Duas da manhã. O mármore do lobby da Valente Holding parecia mais gélido sob a luz artificial. Arthur e Beatriz entraram como uma força da natureza, munidos de uma ordem judicial que transformava a resistência dos advogados de Ricardo em um exercício de futilidade. Medeiros, o advogado da holding, tentou brandir um embargo, mas Arthur nem parou para ouvi-lo.

— A ordem é clara, Medeiros — Arthur declarou, caminhando em direção ao elevador privativo. — Ou vocês abrem os livros voluntariamente, ou a polícia federal será solicitada para garantir o acesso. Qual é a sua escolha?

O silêncio do advogado foi a rendição que Arthur precisava. Eles subiram para o escritório principal, onde Ricardo tentava, desesperadamente, comprar o silêncio do auditor-chefe, o Dr. Mendes. O som da porta sendo aberta soou como um tiro. Ricardo recuou a mão, deixando um cheque de suborno sobre a mesa de mogno.

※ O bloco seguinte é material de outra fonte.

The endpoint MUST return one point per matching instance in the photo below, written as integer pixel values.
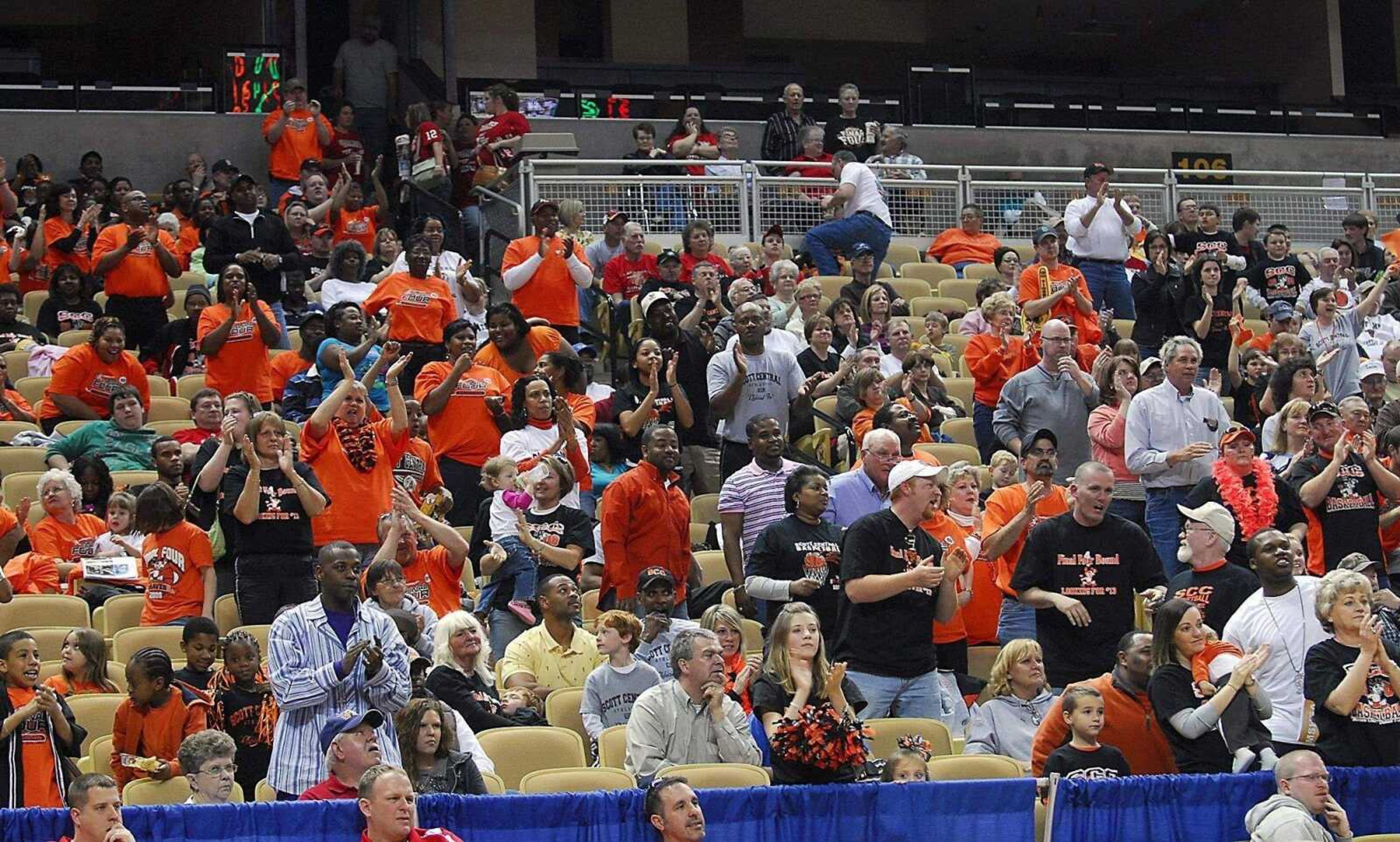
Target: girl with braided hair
(244, 708)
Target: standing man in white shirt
(864, 218)
(1100, 240)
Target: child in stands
(37, 730)
(199, 642)
(1084, 756)
(85, 666)
(155, 719)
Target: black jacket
(229, 236)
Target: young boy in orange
(38, 730)
(155, 719)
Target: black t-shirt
(1370, 736)
(79, 317)
(629, 397)
(1216, 346)
(282, 526)
(1172, 690)
(1101, 567)
(1098, 764)
(1279, 281)
(793, 550)
(1350, 515)
(768, 695)
(891, 637)
(1218, 593)
(1290, 512)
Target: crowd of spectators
(1188, 532)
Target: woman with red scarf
(1249, 489)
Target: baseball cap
(653, 299)
(1280, 310)
(1371, 369)
(348, 722)
(1356, 562)
(653, 575)
(1323, 408)
(909, 470)
(1214, 516)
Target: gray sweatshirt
(610, 694)
(1007, 725)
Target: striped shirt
(758, 496)
(303, 653)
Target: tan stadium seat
(612, 747)
(523, 750)
(576, 781)
(722, 775)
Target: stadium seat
(722, 775)
(887, 733)
(521, 750)
(973, 767)
(22, 460)
(712, 567)
(128, 642)
(576, 781)
(44, 610)
(96, 712)
(122, 612)
(612, 747)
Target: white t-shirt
(870, 195)
(1290, 627)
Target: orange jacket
(1129, 725)
(645, 522)
(156, 732)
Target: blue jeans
(1164, 524)
(1017, 621)
(845, 233)
(1109, 285)
(885, 695)
(518, 567)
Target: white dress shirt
(1108, 239)
(1161, 421)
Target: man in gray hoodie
(1288, 816)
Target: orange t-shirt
(356, 499)
(298, 143)
(464, 431)
(432, 579)
(957, 246)
(82, 375)
(57, 229)
(359, 226)
(1065, 309)
(241, 365)
(41, 782)
(173, 564)
(139, 274)
(419, 307)
(282, 369)
(551, 293)
(948, 536)
(1002, 508)
(541, 341)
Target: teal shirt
(122, 450)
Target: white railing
(926, 199)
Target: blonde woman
(1353, 679)
(798, 694)
(1021, 697)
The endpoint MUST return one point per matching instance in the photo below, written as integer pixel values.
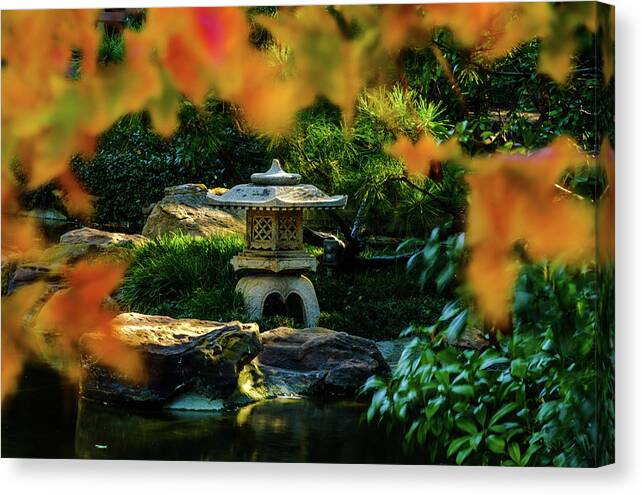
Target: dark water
(46, 419)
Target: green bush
(186, 277)
(375, 303)
(543, 396)
(183, 276)
(133, 165)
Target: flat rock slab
(317, 362)
(101, 239)
(180, 356)
(184, 209)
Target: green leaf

— O Dr. Mendes não é razoável, pai — Arthur afirmou, depositando seu tablet sobre a mesa. — E o saldo de três milhões que você tentou cobrir ontem não existe. A falência não é um risco, é um fato sistêmico de seis meses.

Ricardo levantou-se, a máscara de magnata finalmente se estilhaçando. — Você está destruindo o legado da família!

— Eu estou expondo o cadáver para que eu possa salvar o que restou — Arthur rebateu, frio.

O rastro de papel, agora exposto pelos auditores que ocupavam o escritório, era irrefutável. A dívida oculta não era de milhões, mas de trezentos milhões. A auditoria, selada e irreversível, apontava diretamente para as decisões fraudulentas de Ricardo. O patriarca, sem cartas na manga, percebeu que o controle da empresa estava sendo desmontado peça por peça.

Ao sair da holding, Arthur caminhou em direção ao sedã de Beatriz. O ar da Faria Lima parecia diferente, carregado com a eletricidade de um império em colapso. Ele não era mais o herdeiro descartado; era o homem que detinha a verdade sobre a ruína dos Valente.

— A auditoria está selada — disse Arthur, observando as luzes da cidade. — Ricardo está acuado, mas isso é apenas o começo.

Beatriz, com um sorriso enigmático, deslizou um arquivo para ele no banco de trás. — O começo, sim. Mas há alguém observando sua movimentação, Arthur. Alguém que detém dívidas da sua família e que não tem interesse em salvar o seu pai. Ele quer a sua competência, e quer a queda total dos Valente. O nome dele é Silas Vane.

Arthur abriu o arquivo. A próxima fase do jogo não seria contra o pai, mas contra os predadores que esperavam nas sombras. Ele assentiu, pronto para o encontro que definiria se ele seria o salvador da holding ou o seu novo e implacável dono.